1. We'll start by computing a confidence interval for the right wing length for males and females separately. One way is to first pull out the separate groups into separate datasets, and then use `t.test` on each of them. e.g.

```{r}
males = subset(petrels, Sex == "Male")
females = subset(petrels, Sex == "Female")
t.test(males$R.Wing.Lth)
```

Add to the above so you have a 95% confidence interval for female birds as well. What is your conclusion about the average right wing length of male and female petrels in the population? Is there evidence do you think for a difference between them? Add some notes here.

2. Use the code block below to do the same thing, but this time for the different areas. What is your conclusion here?

```{r}
AreaA = subset(petrels, Area == "A")
t.test(AreaA$R.Wing.Lth)
```

3. The above steps are a little cumbersome for all 6 areas - lots of copy and paste that we might mess up a little bit. This sort of repetition is what computers are good at, so let's use them:

```{r}
ttests = tapply(petrels$R.Wing.Lth, petrels$Area, t.test)
tidied = lapply(ttests, broom::tidy)
combined = dplyr::bind_rows(tidied, .id = "Area")
combined
```

Obviously you're not expected to be able to produce code like this, but let's explain what it's doing

- The `tapply` function splits up the `petrels$R.Wing.Lth` column by the categories in `petrels$Area` and then applies `t.test` to each of them. i.e. exactly like we did above. It stores the results in a list, which we save in `ttests`. Try typing ttests to see what it contains.
- The `lapply` function then takes the `ttests` list and applies the `broom::tidy` function to each of the entries in turn, returning a new list called `tidied`. The `broom::tidy` function 'sweeps' up the messy output from `t.test` that we saw above into a nice tidy data frame.
- The `dplyr::bind_rows` function takes the list of tidied data frames and binds them together into a single data frame which we've saved in 'combined', with rows being distinguished by a column named `Area`.
- The last line then just prints out what `combined` contains. You'll see you have columns for `estimate` (the mean right wing length), `conf.low` and `conf.high`.

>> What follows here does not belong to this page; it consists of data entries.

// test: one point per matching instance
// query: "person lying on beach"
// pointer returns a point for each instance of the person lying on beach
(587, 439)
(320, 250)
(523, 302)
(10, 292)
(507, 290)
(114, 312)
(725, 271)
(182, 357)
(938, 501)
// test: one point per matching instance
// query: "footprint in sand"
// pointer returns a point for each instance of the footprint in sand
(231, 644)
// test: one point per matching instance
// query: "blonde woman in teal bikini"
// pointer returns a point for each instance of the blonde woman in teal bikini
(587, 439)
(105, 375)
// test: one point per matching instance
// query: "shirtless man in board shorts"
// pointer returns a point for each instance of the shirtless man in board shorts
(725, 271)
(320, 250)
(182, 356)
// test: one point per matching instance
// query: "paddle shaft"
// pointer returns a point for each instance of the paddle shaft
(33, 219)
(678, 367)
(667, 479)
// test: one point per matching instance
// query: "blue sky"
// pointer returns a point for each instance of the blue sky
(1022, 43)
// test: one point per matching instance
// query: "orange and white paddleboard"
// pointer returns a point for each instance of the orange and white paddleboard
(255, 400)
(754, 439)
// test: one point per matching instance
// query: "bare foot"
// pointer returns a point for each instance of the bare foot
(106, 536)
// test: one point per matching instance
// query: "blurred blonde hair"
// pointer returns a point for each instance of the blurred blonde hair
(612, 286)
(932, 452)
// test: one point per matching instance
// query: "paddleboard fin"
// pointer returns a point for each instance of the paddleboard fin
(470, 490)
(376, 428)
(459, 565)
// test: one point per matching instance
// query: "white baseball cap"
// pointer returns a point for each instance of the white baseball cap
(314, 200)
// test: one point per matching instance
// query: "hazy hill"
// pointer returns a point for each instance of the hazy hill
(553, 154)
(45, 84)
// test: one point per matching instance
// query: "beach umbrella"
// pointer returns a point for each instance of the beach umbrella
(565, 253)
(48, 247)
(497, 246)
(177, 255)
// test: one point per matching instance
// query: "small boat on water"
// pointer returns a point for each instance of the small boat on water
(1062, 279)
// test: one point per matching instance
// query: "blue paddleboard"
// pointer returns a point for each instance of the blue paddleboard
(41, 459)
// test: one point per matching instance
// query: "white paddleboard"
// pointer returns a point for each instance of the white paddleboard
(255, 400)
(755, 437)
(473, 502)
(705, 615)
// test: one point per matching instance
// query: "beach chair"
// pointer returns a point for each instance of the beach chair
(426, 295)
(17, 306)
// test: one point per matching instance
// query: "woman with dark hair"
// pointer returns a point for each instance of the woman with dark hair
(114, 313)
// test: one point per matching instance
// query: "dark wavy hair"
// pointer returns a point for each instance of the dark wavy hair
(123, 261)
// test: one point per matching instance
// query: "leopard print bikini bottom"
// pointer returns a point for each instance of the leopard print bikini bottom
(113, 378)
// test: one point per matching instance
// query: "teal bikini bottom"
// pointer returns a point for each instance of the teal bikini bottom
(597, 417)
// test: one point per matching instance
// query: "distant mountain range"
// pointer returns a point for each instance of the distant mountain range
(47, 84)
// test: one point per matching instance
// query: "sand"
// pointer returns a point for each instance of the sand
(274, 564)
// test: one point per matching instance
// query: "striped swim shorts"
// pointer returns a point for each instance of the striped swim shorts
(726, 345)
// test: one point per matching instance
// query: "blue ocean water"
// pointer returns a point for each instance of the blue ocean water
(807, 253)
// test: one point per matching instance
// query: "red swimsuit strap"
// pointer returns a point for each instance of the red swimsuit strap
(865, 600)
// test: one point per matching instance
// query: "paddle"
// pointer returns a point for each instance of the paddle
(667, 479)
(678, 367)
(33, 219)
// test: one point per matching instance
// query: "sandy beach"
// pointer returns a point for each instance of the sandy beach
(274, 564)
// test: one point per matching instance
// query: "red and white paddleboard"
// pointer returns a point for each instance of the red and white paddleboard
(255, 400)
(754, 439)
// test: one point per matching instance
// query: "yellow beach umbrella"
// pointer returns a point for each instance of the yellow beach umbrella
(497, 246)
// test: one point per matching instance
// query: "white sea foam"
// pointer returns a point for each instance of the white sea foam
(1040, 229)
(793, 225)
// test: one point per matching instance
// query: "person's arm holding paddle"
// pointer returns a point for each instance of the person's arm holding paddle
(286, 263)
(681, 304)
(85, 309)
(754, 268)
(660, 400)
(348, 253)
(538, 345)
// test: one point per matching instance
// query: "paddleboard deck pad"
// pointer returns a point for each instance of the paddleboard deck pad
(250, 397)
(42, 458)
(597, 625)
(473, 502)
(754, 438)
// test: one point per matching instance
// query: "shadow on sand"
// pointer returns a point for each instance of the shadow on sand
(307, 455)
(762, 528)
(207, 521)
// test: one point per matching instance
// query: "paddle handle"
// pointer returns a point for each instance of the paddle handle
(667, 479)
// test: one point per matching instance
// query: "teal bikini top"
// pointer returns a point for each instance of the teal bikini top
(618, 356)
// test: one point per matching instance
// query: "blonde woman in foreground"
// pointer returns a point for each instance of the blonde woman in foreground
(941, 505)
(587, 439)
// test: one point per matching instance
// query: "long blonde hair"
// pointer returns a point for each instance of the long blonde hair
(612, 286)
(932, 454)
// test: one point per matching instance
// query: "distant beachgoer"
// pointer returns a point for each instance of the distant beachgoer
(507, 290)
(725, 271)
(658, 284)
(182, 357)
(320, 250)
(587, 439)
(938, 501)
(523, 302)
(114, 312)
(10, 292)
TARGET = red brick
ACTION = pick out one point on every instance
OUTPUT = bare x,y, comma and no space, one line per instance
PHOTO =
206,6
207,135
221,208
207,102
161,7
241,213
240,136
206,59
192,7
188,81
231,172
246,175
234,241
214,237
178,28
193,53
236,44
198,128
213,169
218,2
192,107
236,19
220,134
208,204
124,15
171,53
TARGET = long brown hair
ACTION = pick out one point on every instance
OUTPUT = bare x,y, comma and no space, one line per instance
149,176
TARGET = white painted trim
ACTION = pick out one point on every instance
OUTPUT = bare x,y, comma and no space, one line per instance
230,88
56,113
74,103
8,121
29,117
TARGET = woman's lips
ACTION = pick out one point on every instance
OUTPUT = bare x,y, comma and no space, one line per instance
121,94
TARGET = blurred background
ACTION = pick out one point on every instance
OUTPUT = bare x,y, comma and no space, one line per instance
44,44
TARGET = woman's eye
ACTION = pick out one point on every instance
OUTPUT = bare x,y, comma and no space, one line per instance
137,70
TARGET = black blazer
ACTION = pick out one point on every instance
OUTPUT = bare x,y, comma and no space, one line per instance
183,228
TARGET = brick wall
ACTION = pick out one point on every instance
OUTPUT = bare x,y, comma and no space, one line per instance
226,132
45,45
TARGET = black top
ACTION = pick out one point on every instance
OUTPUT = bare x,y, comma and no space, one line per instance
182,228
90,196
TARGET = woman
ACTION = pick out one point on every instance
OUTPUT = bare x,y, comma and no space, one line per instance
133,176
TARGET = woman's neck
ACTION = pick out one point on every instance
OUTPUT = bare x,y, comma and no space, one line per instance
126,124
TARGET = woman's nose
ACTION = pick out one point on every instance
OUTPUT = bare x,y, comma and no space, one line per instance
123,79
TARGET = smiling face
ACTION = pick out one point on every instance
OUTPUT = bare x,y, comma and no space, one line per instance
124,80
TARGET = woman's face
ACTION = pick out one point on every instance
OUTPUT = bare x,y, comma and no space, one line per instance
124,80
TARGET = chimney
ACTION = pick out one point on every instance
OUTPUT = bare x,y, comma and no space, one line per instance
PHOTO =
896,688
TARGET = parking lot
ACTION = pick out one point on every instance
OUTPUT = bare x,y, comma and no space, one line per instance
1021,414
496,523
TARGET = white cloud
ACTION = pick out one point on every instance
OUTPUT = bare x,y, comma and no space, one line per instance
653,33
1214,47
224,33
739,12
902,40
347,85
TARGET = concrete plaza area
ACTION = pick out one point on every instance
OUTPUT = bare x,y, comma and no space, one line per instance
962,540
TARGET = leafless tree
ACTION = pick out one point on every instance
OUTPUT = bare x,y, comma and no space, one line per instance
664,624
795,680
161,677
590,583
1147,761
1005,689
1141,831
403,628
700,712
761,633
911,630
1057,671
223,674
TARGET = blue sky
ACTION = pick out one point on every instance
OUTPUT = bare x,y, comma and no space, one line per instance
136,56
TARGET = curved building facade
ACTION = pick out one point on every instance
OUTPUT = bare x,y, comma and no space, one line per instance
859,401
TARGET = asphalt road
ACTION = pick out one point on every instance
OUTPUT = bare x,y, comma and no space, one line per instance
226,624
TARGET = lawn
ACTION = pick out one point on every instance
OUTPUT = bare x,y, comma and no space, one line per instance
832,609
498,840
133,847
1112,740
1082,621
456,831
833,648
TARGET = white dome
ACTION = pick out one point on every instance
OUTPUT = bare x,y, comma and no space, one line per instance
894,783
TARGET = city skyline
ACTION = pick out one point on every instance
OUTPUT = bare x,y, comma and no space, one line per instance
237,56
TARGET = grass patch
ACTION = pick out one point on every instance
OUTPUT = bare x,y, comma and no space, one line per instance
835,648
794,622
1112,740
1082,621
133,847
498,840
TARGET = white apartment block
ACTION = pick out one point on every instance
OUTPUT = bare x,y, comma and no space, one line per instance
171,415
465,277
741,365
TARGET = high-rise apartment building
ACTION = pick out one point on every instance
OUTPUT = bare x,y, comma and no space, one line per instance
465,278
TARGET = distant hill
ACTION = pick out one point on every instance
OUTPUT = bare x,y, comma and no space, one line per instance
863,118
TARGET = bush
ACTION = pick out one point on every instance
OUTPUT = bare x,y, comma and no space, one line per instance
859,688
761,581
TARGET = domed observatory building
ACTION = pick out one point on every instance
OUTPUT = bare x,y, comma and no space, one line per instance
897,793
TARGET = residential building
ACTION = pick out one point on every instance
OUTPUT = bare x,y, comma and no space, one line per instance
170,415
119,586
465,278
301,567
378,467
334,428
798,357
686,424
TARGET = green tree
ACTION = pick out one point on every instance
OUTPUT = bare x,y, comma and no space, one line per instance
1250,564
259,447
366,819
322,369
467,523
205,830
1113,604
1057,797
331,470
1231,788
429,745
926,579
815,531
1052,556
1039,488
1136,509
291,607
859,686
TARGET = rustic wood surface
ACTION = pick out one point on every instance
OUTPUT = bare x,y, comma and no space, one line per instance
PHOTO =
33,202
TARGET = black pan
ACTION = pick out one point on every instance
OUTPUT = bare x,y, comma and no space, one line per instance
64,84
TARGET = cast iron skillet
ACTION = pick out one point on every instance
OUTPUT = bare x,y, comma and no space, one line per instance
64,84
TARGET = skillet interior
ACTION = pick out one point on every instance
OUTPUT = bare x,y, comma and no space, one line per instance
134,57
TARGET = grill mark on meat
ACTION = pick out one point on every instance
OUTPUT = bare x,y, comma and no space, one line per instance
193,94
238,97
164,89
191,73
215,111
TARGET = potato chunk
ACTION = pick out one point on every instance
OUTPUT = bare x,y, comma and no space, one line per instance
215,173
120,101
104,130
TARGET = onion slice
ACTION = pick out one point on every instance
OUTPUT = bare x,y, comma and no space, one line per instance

You could potentially plot this now if you like. You can use `geom_point` for the points (sample means) and `geom_errorbar` for the confidence intervals.

4. An alternate way to do part 1 above (to assess differences between sex) is to compute a confidence interval for the difference in mean right wing length between the sexes, rather than separate confidence intervals for each sex. The way to do this is as follows. Try it out:

```{r}
t.test(R.Wing.Lth ~ Sex, conf.level=0.95, data=petrels)
```

This is known as the `formula` syntax. Note the piece with the tilde (~) can be read as "Right wing length in terms of sex". Using formulas like this is how we'll do statistical modelling in semester 2.

What is your conclusion from the above test?

5. Just how confident can we be that there is a difference? Try increasing the confidence level by specifying conf.level to something higher (e.g. 0.99). You should find you can increase it quite a lot, but at some point you'll have to admit that the mean right wing lengths in the population could possibly be the same.

6. Add some notes about the relationship between confidence level and the length of the confidence interval below. How does this relate to being able to use the confidence interval to make a decision?